Etkinliğin Doğuşu

Ay tutulmuştu o gece, denizler susmuştu. Ne bir rüzgar esiyordu ovada, ne de biri rahatsız olup üşüyordu. Hamur halindeydi insan, yoğrulup duruyordu, karma karışık oluyordu. Ciğerlerine hava verildi, yaşamı sevdi. Zaman başlamıştı aniden, kalbin ilk taze atışı gerçekleşiyordu. Etrafa yabancıydı gözler; nereye gideceğini bilmiyordu. Yabancıydı ayaklar karaya. Birden; karnı olduğunu fark etti. Doğada ki sebze ve meyveleri algıladı. Midesinin bu yiyecekleri bir mıknatıs gibi kendine çektiğini gördü. Yedi meyveyi sevgilisinin elinden, aşk sarhoşuydu beden. Çıplak olduğunun bile farkında değildi. Karnı doydu, gözü açıldı. Kendini tanıyordu artık. Tarih başlamıştı, aynı zaman da medeniyet. Mal-mülk derdi olmadığı için sıkıntı yoktu. Sıkıntı olmayınca da, kavga gürültü de yoktu. Onların olmadığı yerleri mutluluk doldurmuştu. Her şey bir ahenk içindeydi. Kimse kimseden ürkmüyor, hırsızlık, gasp gibi olaylar olmadığı için, güven içinde yaşıyordu insan. Üremeye başlıyordu, bir başak gibi birbirinden çoğalarak etrafa yayılıyordu. Çoğaldıkça yeni dertler, istekler ve görüşler meydana problemi doğuruyordu. Artık bir toplum oluşuyordu. Farklı zevkler birbirinden ayrılıyordu. Çiftçilik, hayvancılık ve ardından bunun kara para haklayıcıları yağmacılar çıkmıştı ortaya. Toplum geliştikçe yeni iş bölümleri, yeni sınıflar çıkıyordu ihtiyaçlara göre. Yönetici- yöneltilen, efendi-köle, sömürü. Ok yaydan çıkmıştı artık. Her şey yerli yerine oturunca iyi ve kötü, çirkin ve güzel gibi olgular gün yüzüne çıkıyordu.

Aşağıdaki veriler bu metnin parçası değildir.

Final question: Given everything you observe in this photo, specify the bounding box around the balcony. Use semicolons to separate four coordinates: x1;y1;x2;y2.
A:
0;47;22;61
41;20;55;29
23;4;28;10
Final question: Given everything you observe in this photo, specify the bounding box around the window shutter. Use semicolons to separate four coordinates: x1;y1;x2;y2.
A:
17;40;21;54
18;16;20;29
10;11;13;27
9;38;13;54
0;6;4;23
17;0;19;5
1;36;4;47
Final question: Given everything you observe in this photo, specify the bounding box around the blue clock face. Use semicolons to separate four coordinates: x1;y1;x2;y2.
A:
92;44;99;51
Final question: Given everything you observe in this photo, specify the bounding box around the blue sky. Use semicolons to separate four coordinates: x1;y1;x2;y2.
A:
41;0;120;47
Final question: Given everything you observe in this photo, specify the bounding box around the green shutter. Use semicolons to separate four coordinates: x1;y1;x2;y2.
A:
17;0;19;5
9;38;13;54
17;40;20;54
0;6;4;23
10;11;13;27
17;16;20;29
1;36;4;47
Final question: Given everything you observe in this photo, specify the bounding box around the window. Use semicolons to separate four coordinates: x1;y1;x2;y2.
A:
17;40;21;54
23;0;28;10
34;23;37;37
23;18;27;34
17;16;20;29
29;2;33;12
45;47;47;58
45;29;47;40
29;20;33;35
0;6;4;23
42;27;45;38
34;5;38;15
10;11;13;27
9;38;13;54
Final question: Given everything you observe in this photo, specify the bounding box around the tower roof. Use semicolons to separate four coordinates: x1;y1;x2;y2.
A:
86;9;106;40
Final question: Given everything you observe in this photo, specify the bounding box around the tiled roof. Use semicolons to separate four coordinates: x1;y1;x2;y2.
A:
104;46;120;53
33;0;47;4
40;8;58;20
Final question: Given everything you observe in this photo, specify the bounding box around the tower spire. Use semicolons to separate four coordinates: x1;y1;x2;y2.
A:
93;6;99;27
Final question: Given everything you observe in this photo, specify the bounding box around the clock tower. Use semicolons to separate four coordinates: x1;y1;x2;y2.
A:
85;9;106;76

Hayat yeni başlamıştı; ya da kavgası. Herkes bu kavgadan galip çıkıp kendi ipini çekmeye çalışıyordu. Ego hissettiriyordu kendini... Bedene ego tamamen hakim olmaya başlayınca, artık yaşayanlar için kaçınılmaz bir serüven başlıyordu. Bulutların arkasında savaş kendini gösteriyordu. Herkes bir şeylerin peşindeydi; tam olarak ne yaptığını bilmiyordu kimse. Bir kontrol mekanizması lazımdı; ya da güçlü ve akıllı bir insanın bu toplumu yönetmesi. Dağılmış tespihin taşlarını bir ipe dizmenin zamanı gelmişti. Gönüllü veya gönülsüz; herkes buna girmek zorundaydı. Girmeyenler olacaktı elbet, dağlar kucak açmıştı onlara, ipe sapa gelmiyorlardı. Yaşam onlar için bir yağma ve talan yeriydi. Yağmacılar güçlü bir birlik kurduğu zaman başka bir bölgede yaşayan halkı kaba kuvvetle ele geçirip kendi boyunduruğa alıp baskı yönetimi ile kendi devlet sistemini kuruyordu. Yönetime tabi olmuş kişileri bir intizama sokmaya, sistemin kararlarına karşı gelmemeleri için, kutsal bir güce, ya da doğadan korkulan bir olayı kendilerine referans yaparak devletin susturucu imamesini takmış oluyorlardı. Karşı gelinemezdi bu kuvvete; önce bireyi sonra toplumu köleleştirdiler. Ceza ile beyne pranga vurdular. Safahatı kendi tekellerine almış, cumhuriyetin ve demokrasiyi çiğneyerek toprağa gömmüşlerdi. Onları rahatsız edene hemen darağacı-aforoza tabii tutuyorlardı. Kendi isteklerini eğitim düzeni ile şeffaf bir şekilde halkın kafasına dikte etmişlerdi. Artık halk robotlaşmış, işlevsiz kalmıştı. Baskı, zulüm tepki olup arşa çıkıyordu; alın terine karşılık rezillik. İktidar sallanıyordu. Ve nihayet onca uğraştan sonra, güçte olsa yıkılma evresini geriyordu bürokrasi. Kuru bir meşe ağacı gibi tozları içine devriliyordu. Ağaca bağlı kanatlar ağaçla beraber can veriyordu.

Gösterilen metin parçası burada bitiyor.